## Step 1: Define the symbolic representation of the problem
The problem involves two variables: 'cantaloupes' and 'potatoes', which we can represent symbolically as $x_1$ and $x_2$ respectively.

## Step 2: Translate the objective function into symbolic notation
The objective function to minimize is $4 \cdot cantaloupes^2 + 2 \cdot cantaloupes \cdot potatoes + 9 \cdot potatoes^2 + 9 \cdot cantaloupes$. In symbolic notation, this becomes $4x_1^2 + 2x_1x_2 + 9x_2^2 + 9x_1$.

## 3: Define the constraints in symbolic notation
The constraints given are:
1. $3.42x_1 + 2.7x_2 \geq 20$ (at least 20 milligrams of calcium),
2. $3.42x_1 \geq 20$ and $2.7x_2 \geq 0$ are not explicitly stated but $3.42x_1 + 2.7x_2 \geq 20$ covers the calcium requirement,
3. $2.08x_1 + 2.45x_2 \geq 28$ (at least $28 spent),
4. $3x_1 - 10x_2 \geq 0$,
5. $3.42x_1 + 2.7x_2 \leq 60$ (no more than 60 milligrams of calcium),
6. $2.08x_1 + 2.45x_2 \leq 73$ (no more than $73 spent),
7. $x_1$ is an integer (nonfractional number of cantaloupes),
8. $x_2$ is a real number (amount of potatoes does not have to be a whole number).

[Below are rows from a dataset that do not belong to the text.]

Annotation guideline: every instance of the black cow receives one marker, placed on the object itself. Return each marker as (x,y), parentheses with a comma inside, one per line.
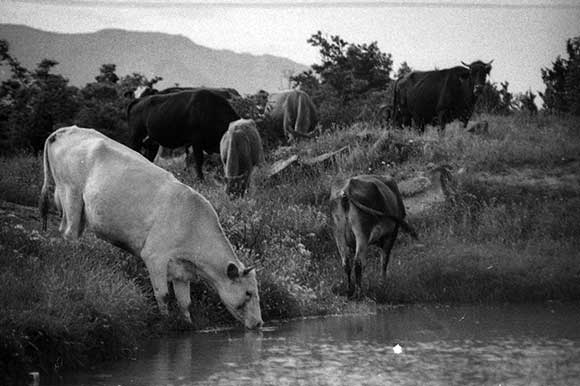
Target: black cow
(442,96)
(196,118)
(366,210)
(292,113)
(225,92)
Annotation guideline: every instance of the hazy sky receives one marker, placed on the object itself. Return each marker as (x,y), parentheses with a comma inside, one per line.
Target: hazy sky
(521,36)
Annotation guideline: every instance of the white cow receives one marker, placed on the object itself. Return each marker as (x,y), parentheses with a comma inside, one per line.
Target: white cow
(126,200)
(240,150)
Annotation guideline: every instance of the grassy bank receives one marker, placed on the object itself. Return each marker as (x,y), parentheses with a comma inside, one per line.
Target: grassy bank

## 4: Specify the symbolic variables and constraints for output
The symbolic variables are:
- $x_1$ for 'cantaloupes'
- $x_2$ for 'potatoes'

The objective function in symbolic notation is: $4x_1^2 + 2x_1x_2 + 9x_2^2 + 9x_1$.

The constraints are:
1. $3.42x_1 + 2.7x_2 \geq 20$
2. $2.08x_1 + 2.45x_2 \geq 28$
3. $3x_1 - 10x_2 \geq 0$
4. $3.42x_1 + 2.7x_2 \leq 60$
5. $2.08x_1 + 2.45x_2 \leq 73$

## 5: Create the Gurobi model and variables
We will use Gurobi to solve this optimization problem. The model will be defined with the objective function and constraints specified.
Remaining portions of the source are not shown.